Genderspezifische Problematiken der Diagnose

Die Unterschiede zwischen den Geschlechtern bei ADHS-Diagnosen im Erwachsenenalter sind ein wichtiges und oft übersehenes Thema. 

 

 

Unterdiagnose bei Frauen

 

Frauen werden deutlich seltener mit ADHS diagnostiziert, obwohl die tatsächliche Prävalenz wahrscheinlich ähnlich ist wie bei Männern. Dies liegt daran, dass ADHS-Kriterien historisch hauptsächlich anhand von Jungen entwickelt wurden, wodurch typisch weibliche Symptomausprägungen übersehen werden.

 

 

Unterschiedliche Symptompräsentation

 

Bei Frauen häufiger:

  • Unaufmerksamkeitstyp (weniger hyperaktiv-impulsiv)
  • Internalisierte Symptome wie Tagträumen, Grübeln
  • Emotionale Dysregulation und Stimmungsschwankungen
  • Desorganisation im Alltag
  • Perfektionismus als Kompensationsstrategie

 

Bei Männern häufiger:

  • Hyperaktiv-impulsiver Typ
  • Externalisierte Symptome wie Störverhalten
  • Risikoverhalten und Substanzmissbrauch
  • Offensichtlichere Aufmerksamkeitsprobleme

 

 

Hormonelle Einflüsse

 

Frauen erleben oft Symptomverschlechterungen während:

  • Menstruation
  • Schwangerschaft
  • Menopause

Diese hormonellen Schwankungen können ADHS-Symptome verstärken oder erstmals deutlich machen, weshalb viele Frauen erst im Erwachsenenalter diagnostiziert werden.

 

 

Masking und Kompensation

 

Frauen entwickeln oft ausgeprägtere Bewältigungsstrategien ("Masking"), um ihre Symptome zu verbergen.
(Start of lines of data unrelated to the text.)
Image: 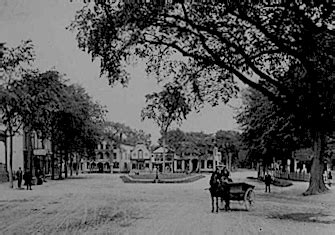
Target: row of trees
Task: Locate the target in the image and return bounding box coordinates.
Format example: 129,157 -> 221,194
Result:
70,1 -> 335,195
0,40 -> 106,187
103,121 -> 151,147
158,129 -> 243,169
Sie fallen daher weniger auf, leiden aber unter hohem inneren Stress und Erschöpfung.

 

 

Komorbiditäten

 

Frauen mit ADHS haben häufiger:

  • Angststörungen
  • Depressionen
  • Essstörungen
  • Autoimmunerkrankungen

 

Männer zeigen eher:

  • Substanzmissbrauch
  • Antisoziales Verhalten
  • Schlafstörungen

 

 

Auswirkungen auf die Spätdiagnose

 

Viele Frauen erhalten ihre ADHS-Diagnose erst, wenn ihre Kinder diagnostiziert werden und sie Ähnlichkeiten erkennen. Die späte Diagnose kann zu jahrelangem Selbstzweifel und inadäquaten Behandlungen geführt haben.

Die Sensibilität für geschlechtsspezifische Unterschiede in der ADHS-Diagnostik wächst, aber es besteht weiterhin Aufholbedarf in der klinischen Praxis.